Police dismantle a barricade set-up by protesters in the Kibera slum in Nairobi on Thursday.

Khalil Senosi/AP

Updated at 4 a.m. ET

Clashes between police and stone-throwing youths occurred in some parts of the Kenyan capital on Thursday as the country went to the polls for the second presidential election since August amid a boycott by opposition leader Raila Odinga.

In the latest voting, supporters of Odinga have blocked some polling stations as police fired tear gas in clashes with the opposition in Kibera, a Nairobi slum that is a key stronghold of anti-Kenyatta sentiment.

Police also battled stone-throwing Odinga supporters in Kisumu, another opposition stronghold. They fired tear-gas and, Reuters reports, live ammunition into the air in an effort to disperse protesters.

NPR's Eyder Peralta reports from Nairobi: "[There] are already roadblocks set up across opposition strongholds.

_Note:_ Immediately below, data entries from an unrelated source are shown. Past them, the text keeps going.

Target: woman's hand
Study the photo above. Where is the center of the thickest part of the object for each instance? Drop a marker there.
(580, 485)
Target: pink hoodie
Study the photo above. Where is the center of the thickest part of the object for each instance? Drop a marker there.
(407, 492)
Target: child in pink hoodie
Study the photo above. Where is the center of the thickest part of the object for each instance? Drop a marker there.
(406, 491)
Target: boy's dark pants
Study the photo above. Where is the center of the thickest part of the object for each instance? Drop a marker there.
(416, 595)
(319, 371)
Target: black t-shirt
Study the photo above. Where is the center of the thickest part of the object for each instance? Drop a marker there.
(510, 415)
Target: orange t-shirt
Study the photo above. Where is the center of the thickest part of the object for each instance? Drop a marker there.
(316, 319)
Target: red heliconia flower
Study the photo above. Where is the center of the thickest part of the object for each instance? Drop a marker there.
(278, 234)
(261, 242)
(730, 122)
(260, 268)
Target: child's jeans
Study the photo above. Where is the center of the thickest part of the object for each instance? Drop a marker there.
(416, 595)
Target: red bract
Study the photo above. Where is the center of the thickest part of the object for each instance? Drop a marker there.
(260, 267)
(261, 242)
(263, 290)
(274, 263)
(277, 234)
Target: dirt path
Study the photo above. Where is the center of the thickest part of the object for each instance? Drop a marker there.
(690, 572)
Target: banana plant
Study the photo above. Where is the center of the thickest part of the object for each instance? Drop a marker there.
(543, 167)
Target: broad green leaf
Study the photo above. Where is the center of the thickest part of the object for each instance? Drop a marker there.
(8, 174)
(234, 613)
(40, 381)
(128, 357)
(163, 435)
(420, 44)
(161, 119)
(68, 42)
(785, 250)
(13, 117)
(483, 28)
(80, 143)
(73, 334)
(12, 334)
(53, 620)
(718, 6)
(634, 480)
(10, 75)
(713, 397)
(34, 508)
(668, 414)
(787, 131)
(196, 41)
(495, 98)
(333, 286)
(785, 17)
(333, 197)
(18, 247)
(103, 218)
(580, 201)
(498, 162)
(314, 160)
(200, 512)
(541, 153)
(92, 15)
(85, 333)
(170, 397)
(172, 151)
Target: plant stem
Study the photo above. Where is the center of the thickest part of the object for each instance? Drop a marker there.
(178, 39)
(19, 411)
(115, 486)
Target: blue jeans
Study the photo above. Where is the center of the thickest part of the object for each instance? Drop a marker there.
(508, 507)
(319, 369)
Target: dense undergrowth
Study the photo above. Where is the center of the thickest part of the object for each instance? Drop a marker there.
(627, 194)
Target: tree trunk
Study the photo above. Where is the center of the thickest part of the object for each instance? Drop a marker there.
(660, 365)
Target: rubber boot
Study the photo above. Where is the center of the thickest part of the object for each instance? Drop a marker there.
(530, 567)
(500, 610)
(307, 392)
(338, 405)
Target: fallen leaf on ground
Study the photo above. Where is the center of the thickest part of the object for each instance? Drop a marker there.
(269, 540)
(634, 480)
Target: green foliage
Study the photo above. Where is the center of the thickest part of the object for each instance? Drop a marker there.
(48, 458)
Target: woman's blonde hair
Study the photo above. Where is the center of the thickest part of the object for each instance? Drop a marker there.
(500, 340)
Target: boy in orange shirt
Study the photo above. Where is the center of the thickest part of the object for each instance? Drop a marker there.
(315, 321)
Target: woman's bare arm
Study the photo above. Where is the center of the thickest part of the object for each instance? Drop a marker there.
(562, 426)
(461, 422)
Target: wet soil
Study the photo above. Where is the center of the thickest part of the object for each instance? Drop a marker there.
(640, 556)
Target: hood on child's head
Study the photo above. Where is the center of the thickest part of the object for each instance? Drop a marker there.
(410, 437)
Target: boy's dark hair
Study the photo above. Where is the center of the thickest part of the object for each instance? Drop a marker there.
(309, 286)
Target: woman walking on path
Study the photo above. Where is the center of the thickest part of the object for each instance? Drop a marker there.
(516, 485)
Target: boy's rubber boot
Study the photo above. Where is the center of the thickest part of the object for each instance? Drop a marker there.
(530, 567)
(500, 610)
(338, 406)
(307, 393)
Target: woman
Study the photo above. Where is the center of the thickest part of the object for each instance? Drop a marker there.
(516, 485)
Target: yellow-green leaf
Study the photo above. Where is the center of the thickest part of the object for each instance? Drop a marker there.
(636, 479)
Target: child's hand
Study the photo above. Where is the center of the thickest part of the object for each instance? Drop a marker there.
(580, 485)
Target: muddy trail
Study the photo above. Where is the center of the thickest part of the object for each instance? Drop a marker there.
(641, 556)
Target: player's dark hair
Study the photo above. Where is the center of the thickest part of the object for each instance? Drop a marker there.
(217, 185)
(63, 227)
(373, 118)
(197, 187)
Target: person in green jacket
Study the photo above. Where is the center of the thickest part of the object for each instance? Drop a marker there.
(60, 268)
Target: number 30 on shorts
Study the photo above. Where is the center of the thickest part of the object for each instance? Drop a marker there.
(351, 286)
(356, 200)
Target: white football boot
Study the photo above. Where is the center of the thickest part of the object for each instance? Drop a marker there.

Some polling places have been barricaded and in Kisumu, voting materials are stranded because there are no election staff to take them out to their precincts. In large swaths of Kenya, however, people are queuing and casting ballots and security forces have begun moving in to restive areas."

Kenya's President Uhuru Kenyatta, who is seeking a second term, was announced the winner in the Aug. 8 vote, but irregularities soon surfaced and the Supreme Court subsequently nullified the results.

Odinga, who told his supporters not to cast ballots on Thursday, calls the vote a "charade."

Speaking on Wednesday with Eyder he said: "I think the time comes in the history of a country when people have to stand up and say no to impunity."

The Associated Press reports:

"Voting, meanwhile, proceeded in areas where President Uhuru Kenyatta has support, but fewer voters were turning out in comparison to an Aug. 8 election that the Supreme Court nullified because it found illegalities and irregularities in the election process.

Voters lined up before dawn at a polling station in Kenyatta's hometown of Gatundu and electoral workers prepared ballot papers by flashlight after heavy rains knocked out power to the site. Downpours also disrupted the delivery of ballot papers in Kenya's Kitui area, according to local media."

The BBC reports that about 70 people have been killed in violence since the August election.